Koordinator Tim Advokasi Langit Biru, Saman Lating sebahainkuasa hukum warga penggugat mengatakan selama proses persidangan, para penggugat menghadirkan enam orang saksi fakta dan lima orang saksi ahli. Adapun enam saksi fakta yaitu Dr Gunggung Senoaji selaku tim teknis penyusun kerangka acuan Andal PLTU batu bara Teluk Sepang, Martian direktur Yayasan Ulayat Bengkulu, warga Teluk Sepang yaitu Hamidin, Syahril dan Aung, Ali Akbar Ketua Kanopi dan saksi ahli yang dihadirkan adalah Dr. W. Riawan Tjandra ahli hukum administrasi Negara, Yohanes Budi Sulistioadi PhD ahli pemetaan, Prof. R. Budi Haryanto, ahli kesehatan masyarakat, I Gusti Agung Made Wardana ahli hukum lingkungan dan Fredy Chandra ahli kebencanaan.

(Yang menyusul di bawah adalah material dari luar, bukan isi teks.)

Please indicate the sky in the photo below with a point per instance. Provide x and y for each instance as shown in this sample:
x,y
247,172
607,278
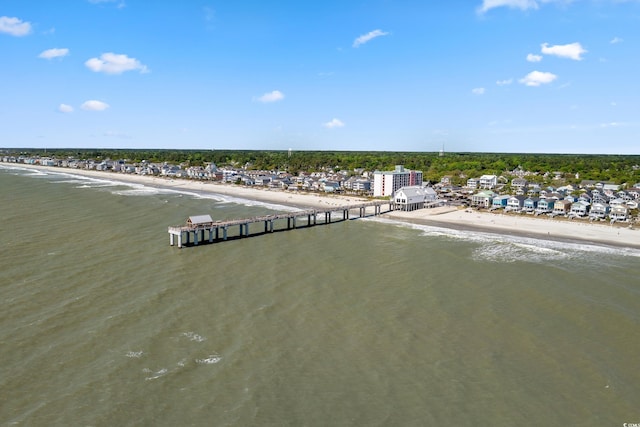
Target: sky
x,y
521,76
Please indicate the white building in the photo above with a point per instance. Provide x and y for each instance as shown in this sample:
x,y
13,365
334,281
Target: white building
x,y
412,198
388,182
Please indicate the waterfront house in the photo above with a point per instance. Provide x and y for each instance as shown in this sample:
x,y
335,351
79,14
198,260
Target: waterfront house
x,y
530,204
545,206
500,202
488,181
409,198
599,210
562,207
482,199
515,203
619,213
518,184
472,183
579,208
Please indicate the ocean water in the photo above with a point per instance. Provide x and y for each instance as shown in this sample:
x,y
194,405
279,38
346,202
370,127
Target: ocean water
x,y
366,322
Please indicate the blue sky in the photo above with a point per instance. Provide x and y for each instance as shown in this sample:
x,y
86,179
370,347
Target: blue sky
x,y
553,76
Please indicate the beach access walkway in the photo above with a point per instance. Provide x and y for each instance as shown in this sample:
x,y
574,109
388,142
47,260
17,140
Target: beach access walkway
x,y
197,226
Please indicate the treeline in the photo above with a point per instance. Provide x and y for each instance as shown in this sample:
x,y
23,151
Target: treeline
x,y
619,169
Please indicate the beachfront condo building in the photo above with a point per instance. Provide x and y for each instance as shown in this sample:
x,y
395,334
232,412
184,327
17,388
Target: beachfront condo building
x,y
388,182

Kesimpulan dari proses persidangan dengan menghadirkan saksi fakta dan saksi ahli yang disandingkan dengan materi gugatan menyatakan bahwa penerbitan izin lingkungan didasarkan pada ketidakbenaran dan/atau pemalsuan informasi.  Bahwa ada klaim persetujuan warga di dalam dokumen ANDAL PLTU batu bara Teluk Sepang,  terdapat 92 persen masyarakat yang setuju dilakukannya pembangunan PLTU Teluk Sepang dan 8 persen sisanya ragu-ragu merupakan bentuk cacat hukum dan ketidakbenaran informasi. 

Hal ini pun, dikuatkan oleh saksi fakta dalam persidangan yaitu Hamidin dan Syahril.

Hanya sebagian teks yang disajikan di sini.